Seales: Tasers will reduce use of deadly force
Photo taken from a screenshot of video shared on Facebook.
Head of the Trinidad and Tobago Police Service Social Welfare Association (TTPSSWA), Michael Seales, said the scenario which was recorded on video, in which an allegedly mentally ill man wielding a cutlass was shot and killed by police, might have ended differently if tasers were used.
Police were heard telling the man on video to put down his weapon, however when he advanced, officers fired, shooting him more than five times. The man, who was said to be from Friendship Village, San Fernando, later died.
(Caution: graphic scenes, viewer discretion is advised)
Speaking to LoopTT, Seales said that based on this situation, officers used the '21-foot rule’ and protected themselves using the weapons they were equipped with at the time.
“In the case of the officers in question they would have applied the 21-foot rule. Once a person is within that 21-foot radius, it means they are in immediate danger, and a person armed with a knife or cutlass could cause bodily harm to an officer,” he said.
He said this would have been different had tasers been used.
“There are other ways to neutralise or disarm someone armed with a knife or cutlass, however, specific to the video we saw, what should have happened is if officers were provided with tasers they would have been able to deploy the taser to the point where he (the attacker) would have dropped the weapon and then they would have been able to subdue and handcuff the individual.”
“Tasers can reduce the use of deadly force, almost more than 98 percent of the times in most encounters, and this is research-driven,” he said.
Seales said however that if tasers were unable to sufficiently subdue the individual, then officers would have to resort to the use of deadly force.
“If the taser was deployed and did not incapacitate them, or if he or she was able to overcome the electrical charge, for example if the individual had drugs in their system to the point where the electrical charge had no effect, then officers would discharge their weapons.”
Seales said that the police service was told by the Minister of National Security that tasers would be issued to officers in order to minimise the loss of life in situations like these.
Seale also addressed the question of neutralising an attacker by shooting them in the arm or leg, adding that officers are usually trained to shoot to kill instead of shooting to maim or wound.
“Officers worldwide not trained to shoot arms or legs, they are trained to aim for a torso.”
Seales also referred to countries like the UK, where officers are not given guns during the normal course of their duties, but are able to neutralise attackers with the use of tasers and/or batons.
“For the UK, if they are faced with a person with a sharp instrument, they would call for an officer who is armed because they use tasers, they wouldn’t normally carry weapons with them. They must request special authorisation for the use of weapons by a review board etc to make sure it’s in line with their Use of Force Policy.
“Essentially, their practice is no different from what is practiced internationally, the only difference regarding the TTPS is the issuing of tasers and pepper spray. This case in the video was right for a taser to be used,” he said.

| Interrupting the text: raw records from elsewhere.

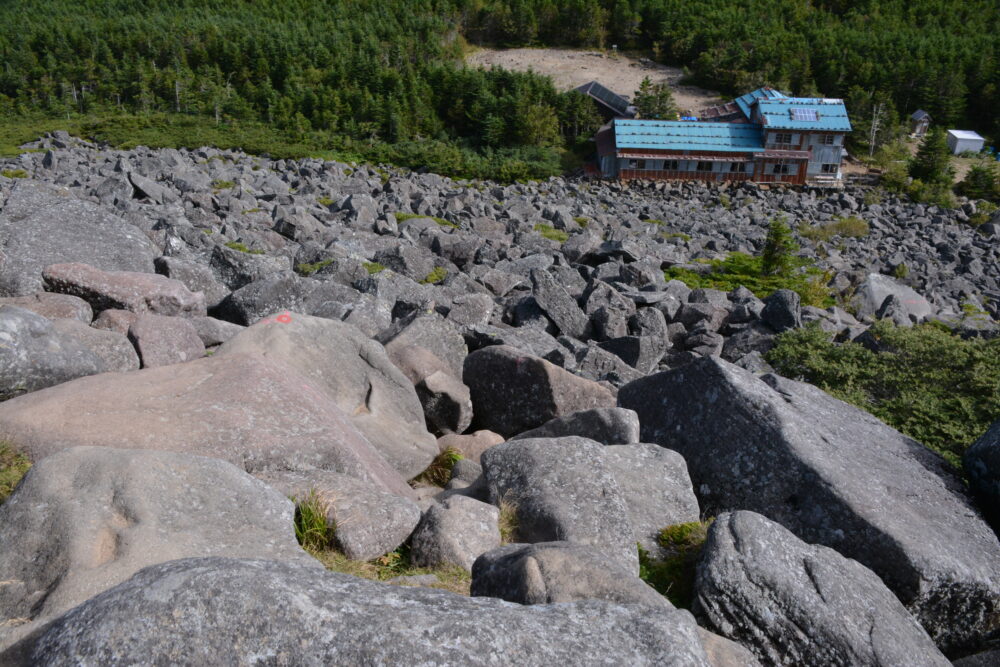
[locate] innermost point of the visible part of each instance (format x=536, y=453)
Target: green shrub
x=673, y=576
x=551, y=233
x=927, y=383
x=852, y=227
x=436, y=275
x=13, y=466
x=312, y=529
x=309, y=269
x=236, y=245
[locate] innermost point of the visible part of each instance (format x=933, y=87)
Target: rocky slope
x=189, y=337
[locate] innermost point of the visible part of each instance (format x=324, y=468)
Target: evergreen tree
x=932, y=164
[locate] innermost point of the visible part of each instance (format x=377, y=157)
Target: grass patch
x=307, y=269
x=852, y=227
x=236, y=245
x=673, y=576
x=439, y=471
x=741, y=269
x=551, y=233
x=438, y=274
x=927, y=382
x=13, y=466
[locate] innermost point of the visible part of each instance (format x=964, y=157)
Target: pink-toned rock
x=471, y=445
x=115, y=320
x=53, y=306
x=254, y=412
x=127, y=290
x=161, y=341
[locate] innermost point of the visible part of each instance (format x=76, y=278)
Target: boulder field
x=491, y=380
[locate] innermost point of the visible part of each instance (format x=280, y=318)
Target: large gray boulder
x=514, y=392
x=833, y=475
x=608, y=426
x=41, y=225
x=792, y=603
x=657, y=490
x=982, y=464
x=88, y=518
x=355, y=373
x=192, y=611
x=367, y=521
x=252, y=411
x=35, y=355
x=562, y=489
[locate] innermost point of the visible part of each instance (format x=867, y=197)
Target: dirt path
x=569, y=69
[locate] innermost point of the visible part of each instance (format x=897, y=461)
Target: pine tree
x=932, y=163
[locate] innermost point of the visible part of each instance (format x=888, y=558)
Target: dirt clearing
x=569, y=69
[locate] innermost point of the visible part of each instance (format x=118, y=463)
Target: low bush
x=928, y=383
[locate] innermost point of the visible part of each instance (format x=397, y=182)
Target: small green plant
x=673, y=575
x=308, y=269
x=312, y=528
x=437, y=274
x=551, y=233
x=13, y=466
x=241, y=247
x=439, y=471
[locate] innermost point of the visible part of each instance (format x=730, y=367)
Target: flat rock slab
x=792, y=603
x=562, y=489
x=35, y=355
x=833, y=475
x=514, y=392
x=355, y=373
x=124, y=290
x=192, y=611
x=246, y=409
x=88, y=518
x=41, y=225
x=368, y=522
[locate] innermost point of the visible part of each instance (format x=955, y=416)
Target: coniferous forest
x=385, y=81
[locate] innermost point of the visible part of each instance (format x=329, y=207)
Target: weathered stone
x=833, y=475
x=455, y=531
x=355, y=373
x=316, y=618
x=41, y=225
x=35, y=355
x=124, y=290
x=161, y=340
x=88, y=518
x=608, y=426
x=793, y=604
x=513, y=392
x=247, y=409
x=562, y=489
x=367, y=521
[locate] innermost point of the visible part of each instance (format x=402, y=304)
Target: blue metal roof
x=744, y=102
x=688, y=136
x=790, y=113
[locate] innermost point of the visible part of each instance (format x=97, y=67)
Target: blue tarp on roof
x=790, y=113
x=688, y=136
x=744, y=102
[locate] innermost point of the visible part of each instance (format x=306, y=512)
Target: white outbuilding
x=960, y=141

Debate over the '21-foot rule'
The '21-foot rule' was created by Sergeant Dennis Tueller, of the Salt Lake City, Utah Police Department, to determine a police officer's response time based on attacker running toward them while armed with a knife.
The Tueller experiments proposed a 'danger zone' of a 21-foot radius where an attacker presents a clear threat, requiring the need for deadly force.
However, a New York Times article questioned the rule's application and the resulting loss of lives, as the theory is not backed by scientific research but was used as a teaching tool for police training exercises.
A video by news agency AJ+ compared techniques employed by British officers, who were able to neutralise a knife-wielding man without a gun, compared to US officers who quickly shot and killed a man without attempting to de-escalate the situation.